The Mary Tyler Moore Show at 50: Yep, Still Good

Comedy Features The Mary Tyler Moore Show
The Mary Tyler Moore Show at 50: Yep, Still Good

50 years ago this week, on September 19, 1970, the face of television changed forever with the premiere of The Mary Tyler Moore Show. America grew to embrace Twin Cities news producer Mary Richards and her close circle of friends and co-workers over seven seasons, as the show came to define the workplace sitcom. Its legacy is both ubiquitous through its successors and obfuscated by its imitators, but on its own merits, Mary Tyler Moore holds up as both an evolutionary step between the 1960s and the 1970s, and a hilarious sitcom with an all-star cast and crew.

The Mary Tyler Moore is remembered today for being one of the first “grownup” sitcoms, featuring characters who acted and spoke to each other like actual adults. It was also a groundbreaking show in how it focused on a woman who chose her career over marriage. Its greatest strength, though, and the reason it remains one of the best sitcoms ever produced 50 years later, was always its cast.

The cast was simply stacked, from top to bottom. Cloris Leachman would win a Best Supporting Actress Oscar while still giving her all on the small screen as feminist landlady Phyllis Lindstrom, while Valerie Harper became an icon as Mary’s best friend, Rhoda Morgenstern. Ted Knight found his signature role in newscaster Ted Baxter, the quintessential himbo of his era, and Gavin MacLeod portrayed the most catty heterosexual male of all-time as writer Murray Slaughter. Ed Asner was gruff but loveable, an accidental icon of the bear community, while John Amos was the best part of the handful of episodes he was in as Gordy the Weatherman.

While most people know Betty White today as the naive Rose Nylund on The Golden Girls, her choice to play Rose was a direct response to how viewers saw her as sex-positive homemaker Sue Ann Nivens on Mary Tyler Moore, which in turn played on White’s original typecasting as a saccharine TV personality. And a lot of Moore’s own spectacular performance as an icy mother in 1980’s Ordinary People played on the audience’s perception of her from MTM and The Dick Van Dyke Show.

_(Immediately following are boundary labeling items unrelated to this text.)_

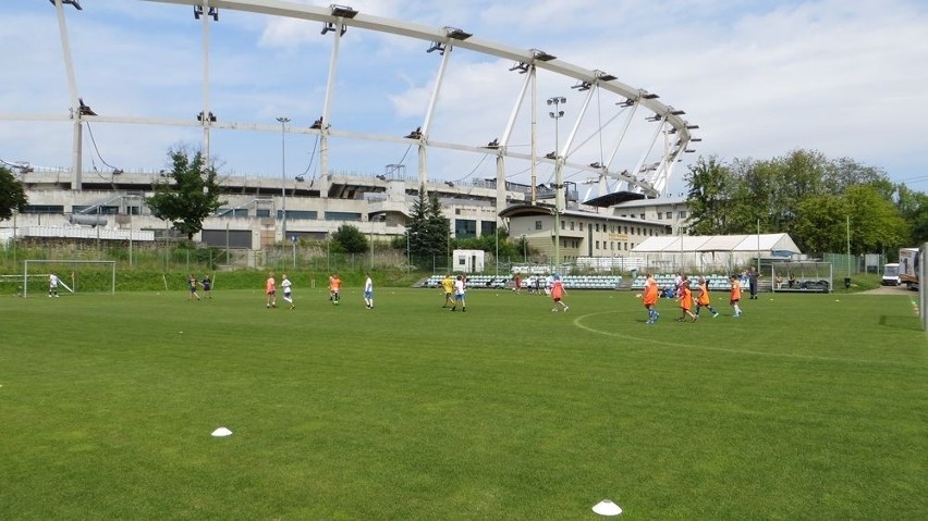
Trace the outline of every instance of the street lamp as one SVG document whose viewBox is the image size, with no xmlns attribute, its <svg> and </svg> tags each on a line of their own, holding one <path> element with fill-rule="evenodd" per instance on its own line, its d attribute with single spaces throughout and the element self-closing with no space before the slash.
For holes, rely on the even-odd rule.
<svg viewBox="0 0 928 521">
<path fill-rule="evenodd" d="M 500 276 L 500 231 L 498 227 L 493 227 L 493 235 L 497 239 L 497 274 L 496 276 Z"/>
<path fill-rule="evenodd" d="M 561 269 L 561 189 L 563 188 L 563 181 L 561 178 L 561 165 L 563 164 L 563 158 L 558 150 L 561 146 L 558 127 L 560 126 L 559 122 L 561 117 L 564 116 L 564 111 L 561 110 L 561 106 L 566 102 L 567 98 L 564 98 L 563 96 L 548 98 L 548 104 L 554 106 L 554 110 L 552 112 L 548 112 L 548 115 L 554 120 L 554 273 Z"/>
<path fill-rule="evenodd" d="M 286 240 L 286 124 L 290 123 L 290 117 L 280 116 L 277 119 L 280 122 L 280 191 L 283 196 L 283 216 L 280 225 L 281 239 Z"/>
<path fill-rule="evenodd" d="M 413 264 L 412 249 L 410 248 L 410 236 L 417 235 L 416 232 L 406 231 L 406 273 L 410 273 Z"/>
</svg>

Some things certainly have changed (and become dated) since The Mary Tyler Moore Show first aired, from references to inflation, to celebrity crushes on Paul Newman, Robert Redford, and Warren Beatty (all of whom are mentioned at least twice). The way MTM handles the social issues of its day are of its time: Murray’s wife Marie doesn’t want another child, not so much because of any pro-choice sentiment as out of concern for the “population boom,” and so they immediately adopt a Vietnamese refugee. Gay people are treated relatively okay but still as stereotypes, and you can count the number of Black actors featured throughout its run on one hand.

Sexual politics are handled with a laugh, even when the sportscaster is exchanging favors with women for Twins tickets, or several men don’t know the meaning of the word “no” when it comes to a relationship. MTM’s treatment of weight issues are also glaring, as Rhoda is constantly treated as “the fat one” while not being overweight at all. In spite of this, The Mary Tyler Moore Show ages especially well in terms of handling new stages of life, and in the struggles to establish and maintain boundaries between family, friends, and co-workers.

“Chuckles Bites The Dust”, the seventh episode of the sixth season, was proclaimed the greatest episode in television history by TV Guide in 1999, and many others agree. While it’s a bit of a reach to call it the greatest episode of all time (or even this series), it resonates because of how people hilariously react to a colleague’s death, and how Mary reacts to the reaction before giving in to the absurdity of it all at Chuckles The Clown’s funeral. And unlike most long running sitcoms, which too often drag on past their peak, MTM was still at the top of its game at the end, with the iconic finale deftly combining wistfulness with humor.

The Mary Tyler Moore Show is more than just about a woman who could turn the world on with her smile, or the Peignot font of the title sequence, or even Mary Richards tossing her hat. It is a realistic story of a woman moving on with her life after a failed engagement, peppered with absurdist humor and biting wisecracks, as well as the story of one person building a chosen family while realizing she doesn’t need a spouse to make her life complete. This message had to be fought for by Mary Tyler Moore and her then-husband Grant Tinker, as well as the show’s creators, James L. Brooks and Allan Burns, and in doing so, allowed similar stories to be told in the future, even if they took place in the past. Mary Tyler Moore is the evolutionary link between I Love Lucy and The Marvelous Mrs. Maisel, and a crucial show in the history of TV—one that you shouldn’t miss.


The Mary Tyler Moore Show is streaming on Hulu.